To assist those seeking to avoid piling on the pounds this Christmas, original research conducted by online personal trainers and nutritionists at Nuyoo.co sought to find out the sugar, fat and calorie content of seven popular seasonal treats/delicacies from the UK’s five biggest and most reputable supermarkets.
The study examined nutritional information for the following Christmas goods: mince pies, Christmas pudding, pigs in blankets, Christmas cake, stuffing, cranberry sauce, shortbread and wensleydale & cranberry cheese – comparing the same portion size each time.
Calories consumed over Christmas
With regards to calories, Asda’s mince pies were the most calorific of all the other supermarkets included in the research, weighing in at a hefty 280 calories per mince pie. Making it 48 calories more than the lightest option, which was the Morrisons mince pie at 232 calories each.
The research also highlighted that the biggest calorie difference was for stuffing, where there was 120 calories between the highest (Waitrose) and lowest (Morrisons) options. The next biggest calorie difference was for cranberry sauce, which had 65 calories between the highest (Tesco) and lowest (Asda) Supermarket offering.
Nuyoo found that making the right Supermarket choice for your Christmas shop can save you from gaining an extra 556 calories. Based purely on calories, it would be a wiser move for Brits to shop at Morrisons this year.
Sugar content of Christmas treats
Out of all the Christmas items, cranberry sauce at Sainsbury’s had the highest sugar content at an astronomical 54.7g. This was closely followed by Christmas pudding at Morrisons which had a sugar content of 49.1g.
The Christmas treat that had the biggest difference in sugar content was cranberry sauce, which had a 17g gap between the highest (Sainsbury’s) and lowest (Morrisons) options.
Overall, Sainsbury’s, on average, slip the most sugar into their seasonal products. Asda on the other hand rank last for sugar content, and the difference between the two was 20.7g of sugar, the equivalent of over 5 teaspoons, or 74% of your recommended daily allowance.

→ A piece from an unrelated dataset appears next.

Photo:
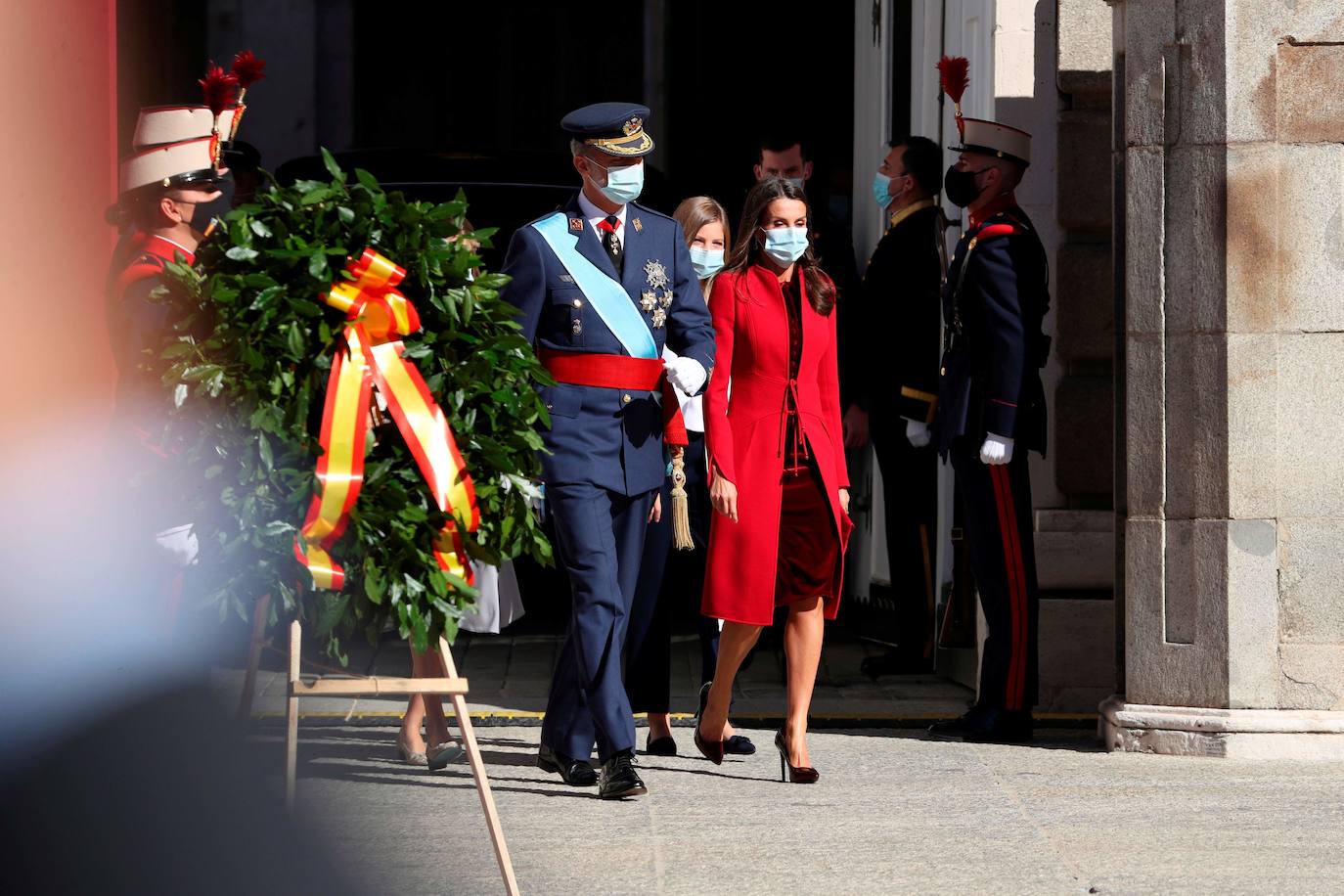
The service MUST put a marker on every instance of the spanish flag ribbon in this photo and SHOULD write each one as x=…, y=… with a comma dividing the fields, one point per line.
x=377, y=316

Fat levels in seasonal goods
The stuffing at Waitrose had the highest fat content out of all the items at 15.7g. This was closely followed by mince pies at Asda, with a fat content of 11g.
Focusing on fat content, the biggest difference was found in stuffing, where the highest (Waitrose) option managed to pack 14.8g more fat than the lowest (Sainsbury’s) one.
Closer analysis of the numbers infact revealed that Waitrose total fat content for all the selected items in the research contained a whole 19.3g fatter than the lighter-option supermarket, Sainsburys.
Top Tips to Stop Yourself from Over-Indulging this Christmas
Where possible avoid nibbles – because they will contribute towards unnecessary and additional calories that you may not want to ideally consume. It’s also easy to lose track of what you eat when you graze throughout the day.
Whilst you should immerse yourself in Christmas TV, boards games and naps on the big day itself – try to go for a walk before and after the biggest Christmas feast.
Where possible incorporate healthier methods in your cooking. Instead of the very calorific chocolate yule log go for the lighter panettone. Likewise, cutting potatoes into larger pieces means they absorb less fat whilst they cook. Also consider making a fruit salad as substitute for chocolates, sweets and candy as a more natural alternative.
Perhaps an underestimated source of calories, sugar and fat. Avoid over-doing it when it comes to your favourite Christmas tipples. Especially ones like Baileys- which has a high calorie and sugar content!
Utilise the internet to find consumer specific sites and forums which allow you to view the nutritional information for all the items you intend to purchase for Christmas. This will allow you to draw lists up of what to get from each supermarket – depending on the best possible nutritional possibilities for your diet.